Quand j’ai parlé l’autre jour d’un monsieur qui est milliardaire maintenant et que j’ai posé la question en rigolant un peu de savoir s’il n’avait pas fait une partie de sa fortune grâce à des choses que j’ai inventées, en fait, en y réfléchissant par la suite, oui, c’est vraiment bien possible. 

J’ai utilisé aussi beaucoup par la suite, à propos des mortgages, des prêts immobiliers, Models for Discrete Data [D. Zeltermann, Oxford University Press 1999]. Le titre ne dit pas grand-chose mais enfin, il y a des choses extrêmement importantes là-dedans comme la régression logistique, voilà, qui est une méthode que j’ai utilisée, modèles log-linéaires. 

Ici aussi, voilà, un livre que j’ai beaucoup utilisé : Applied Longitudinal Data Analysis [J.D. Singer & J.B. Willett, Oxford University Press 2003], [sous-titre :] « modéliser le changement et l’occurrence, l’apparition d’évènements ». Bon, ça ne dit pas grand-chose mais, par exemple, les compagnies d’assurance utilisent ce type de méthodes de calcul de la survie d’une personne, de quelque chose.
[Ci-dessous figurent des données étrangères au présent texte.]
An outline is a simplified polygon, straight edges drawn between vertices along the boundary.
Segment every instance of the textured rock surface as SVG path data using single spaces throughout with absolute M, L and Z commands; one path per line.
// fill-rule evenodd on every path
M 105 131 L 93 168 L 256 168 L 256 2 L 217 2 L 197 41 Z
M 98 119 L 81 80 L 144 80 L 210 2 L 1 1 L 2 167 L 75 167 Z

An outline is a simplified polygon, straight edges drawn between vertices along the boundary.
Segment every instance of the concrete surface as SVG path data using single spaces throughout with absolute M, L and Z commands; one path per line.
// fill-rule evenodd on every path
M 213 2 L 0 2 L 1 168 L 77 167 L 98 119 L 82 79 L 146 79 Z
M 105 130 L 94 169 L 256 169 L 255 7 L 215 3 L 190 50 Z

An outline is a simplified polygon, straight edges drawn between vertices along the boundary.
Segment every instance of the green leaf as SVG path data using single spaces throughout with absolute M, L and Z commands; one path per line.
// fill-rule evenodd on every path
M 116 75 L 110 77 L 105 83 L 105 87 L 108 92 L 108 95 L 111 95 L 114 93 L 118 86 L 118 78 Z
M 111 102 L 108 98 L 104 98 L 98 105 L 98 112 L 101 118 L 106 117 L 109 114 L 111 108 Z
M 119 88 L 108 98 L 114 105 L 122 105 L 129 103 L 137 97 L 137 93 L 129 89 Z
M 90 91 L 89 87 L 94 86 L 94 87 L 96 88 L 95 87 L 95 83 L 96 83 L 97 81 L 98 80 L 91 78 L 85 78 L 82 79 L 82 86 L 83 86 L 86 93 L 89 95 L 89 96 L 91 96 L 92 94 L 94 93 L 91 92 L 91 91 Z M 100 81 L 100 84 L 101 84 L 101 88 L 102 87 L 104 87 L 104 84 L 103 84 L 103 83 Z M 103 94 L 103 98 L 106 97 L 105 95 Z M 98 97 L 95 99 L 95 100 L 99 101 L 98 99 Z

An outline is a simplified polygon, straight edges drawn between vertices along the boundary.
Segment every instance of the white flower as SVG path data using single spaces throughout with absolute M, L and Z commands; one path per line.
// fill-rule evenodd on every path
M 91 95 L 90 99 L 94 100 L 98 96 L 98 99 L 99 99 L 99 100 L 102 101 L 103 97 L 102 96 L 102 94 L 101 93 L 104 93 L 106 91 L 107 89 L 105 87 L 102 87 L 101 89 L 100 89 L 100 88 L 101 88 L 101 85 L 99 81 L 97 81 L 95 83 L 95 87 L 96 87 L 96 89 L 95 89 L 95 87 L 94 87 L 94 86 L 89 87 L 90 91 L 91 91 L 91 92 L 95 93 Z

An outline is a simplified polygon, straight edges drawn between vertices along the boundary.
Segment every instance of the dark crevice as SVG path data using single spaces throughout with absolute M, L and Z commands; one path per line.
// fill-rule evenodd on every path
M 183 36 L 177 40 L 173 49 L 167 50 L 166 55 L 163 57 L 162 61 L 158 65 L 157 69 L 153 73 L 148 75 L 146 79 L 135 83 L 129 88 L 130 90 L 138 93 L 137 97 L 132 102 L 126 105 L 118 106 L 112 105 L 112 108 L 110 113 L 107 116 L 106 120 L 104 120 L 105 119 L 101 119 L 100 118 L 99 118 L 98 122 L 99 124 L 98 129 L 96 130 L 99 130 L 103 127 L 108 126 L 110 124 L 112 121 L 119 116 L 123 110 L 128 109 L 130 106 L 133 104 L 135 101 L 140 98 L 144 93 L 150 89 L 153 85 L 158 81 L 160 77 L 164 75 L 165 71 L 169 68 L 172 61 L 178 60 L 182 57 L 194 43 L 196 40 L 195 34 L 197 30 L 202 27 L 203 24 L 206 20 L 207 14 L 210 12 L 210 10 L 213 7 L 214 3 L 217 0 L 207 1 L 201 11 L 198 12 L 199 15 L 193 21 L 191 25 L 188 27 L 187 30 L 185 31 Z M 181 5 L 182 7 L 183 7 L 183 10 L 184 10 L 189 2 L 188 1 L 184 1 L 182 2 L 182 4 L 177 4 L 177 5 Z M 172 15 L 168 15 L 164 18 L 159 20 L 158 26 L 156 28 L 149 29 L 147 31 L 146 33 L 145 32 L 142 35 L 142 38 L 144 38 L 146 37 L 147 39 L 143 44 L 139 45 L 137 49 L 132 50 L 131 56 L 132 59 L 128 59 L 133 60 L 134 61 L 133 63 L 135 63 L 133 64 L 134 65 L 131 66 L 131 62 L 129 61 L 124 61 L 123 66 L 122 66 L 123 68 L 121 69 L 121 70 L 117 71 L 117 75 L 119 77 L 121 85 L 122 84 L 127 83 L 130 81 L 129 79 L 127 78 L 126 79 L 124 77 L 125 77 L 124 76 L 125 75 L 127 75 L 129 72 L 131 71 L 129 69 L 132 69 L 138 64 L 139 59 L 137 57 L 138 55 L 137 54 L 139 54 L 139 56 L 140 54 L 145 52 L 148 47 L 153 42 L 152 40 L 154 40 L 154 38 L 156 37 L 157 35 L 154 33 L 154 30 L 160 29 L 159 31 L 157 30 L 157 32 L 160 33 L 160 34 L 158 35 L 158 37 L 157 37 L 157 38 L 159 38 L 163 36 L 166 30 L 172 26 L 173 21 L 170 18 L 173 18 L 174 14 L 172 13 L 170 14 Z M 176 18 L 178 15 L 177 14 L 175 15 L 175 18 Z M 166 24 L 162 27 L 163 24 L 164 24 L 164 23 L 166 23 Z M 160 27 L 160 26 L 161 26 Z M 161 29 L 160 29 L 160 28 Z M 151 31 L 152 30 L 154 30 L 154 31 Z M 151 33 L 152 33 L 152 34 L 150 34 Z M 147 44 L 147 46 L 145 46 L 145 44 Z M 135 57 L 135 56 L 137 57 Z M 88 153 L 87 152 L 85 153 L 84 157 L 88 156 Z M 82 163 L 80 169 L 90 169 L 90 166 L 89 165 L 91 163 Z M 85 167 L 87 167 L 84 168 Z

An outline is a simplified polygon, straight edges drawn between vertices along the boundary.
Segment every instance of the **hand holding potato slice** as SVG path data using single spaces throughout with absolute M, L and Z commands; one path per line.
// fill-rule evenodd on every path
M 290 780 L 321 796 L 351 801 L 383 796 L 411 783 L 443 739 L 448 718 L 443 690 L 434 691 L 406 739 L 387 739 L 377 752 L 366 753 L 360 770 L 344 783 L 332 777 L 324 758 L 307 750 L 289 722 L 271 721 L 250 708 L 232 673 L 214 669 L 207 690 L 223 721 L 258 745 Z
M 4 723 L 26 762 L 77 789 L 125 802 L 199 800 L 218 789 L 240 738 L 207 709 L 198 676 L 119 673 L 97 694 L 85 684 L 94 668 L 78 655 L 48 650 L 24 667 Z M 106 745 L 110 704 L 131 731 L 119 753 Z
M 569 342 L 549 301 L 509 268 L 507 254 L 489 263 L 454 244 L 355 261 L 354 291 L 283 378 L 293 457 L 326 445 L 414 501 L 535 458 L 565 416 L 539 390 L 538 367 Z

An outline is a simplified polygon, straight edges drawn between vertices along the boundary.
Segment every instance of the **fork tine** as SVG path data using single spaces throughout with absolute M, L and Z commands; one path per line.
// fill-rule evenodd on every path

Donc, moi, j’ai utilisé ça pour en faire un modèle de survie d’un mortgage, d’un prêt remboursable, d’un prêt aussi qu’on peut refinancer pour aller en prendre un autre à un taux plus intéressant, des choses de cet ordre-là. 

Donc, 18 années de travail sur un malentendu : que j’allais utiliser des techniques d’Intelligence Artificielle et puis, pas. 

Pourquoi je vous raconte tout ça ? Parce que, quand je vous raconte cette histoire maintenant, je me rends compte qu’elle est devenue fausse. Elle est devenue fausse parce que tout ce dont je vous ai parlé, toutes ces méthodes de statistiques avancées, toutes ces méthodes de probabilité, de combinatoire, tout ça, on appelle ça maintenant de l’Intelligence Artificielle –  voilà ma petite astuce ! 

A posteriori, avec la redéfinition du terme, j’ai fait de l’Intelligence Artificielle. Or, pendant toute la période où je l’ai fait, sachant ce qu’on appelait « Intelligence Artificielle », je dirais « au plus haut niveau » : au niveau véritablement « expert », je considérais que ce n’était pas de l’Intelligence Artificielle.

Et là : voilà déjà un malentendu qu’il faut résoudre d’une certaine manière si on répond à la question : « L’Intelligence Artificielle existe-t-elle ? ». Ça dépend, ça dépend comment on la définit ! 

Dans le domaine des spécialistes, on a eu tendance depuis le début à, quand une technique était véritablement mise au point et qu’on passait à autre chose, de considérer que ce n’était plus de l’Intelligence Artificielle, parce qu’en fait, oui, c’était en réalité des statistiques avancées, oui, c’était de la combinatoire, oui, c’était de l’analyse de réseaux – mais finalement, c’est des méthodes statistiques qu’on utilise là-dedans. Ou des méthodes d’optimisation de divers types, etc. 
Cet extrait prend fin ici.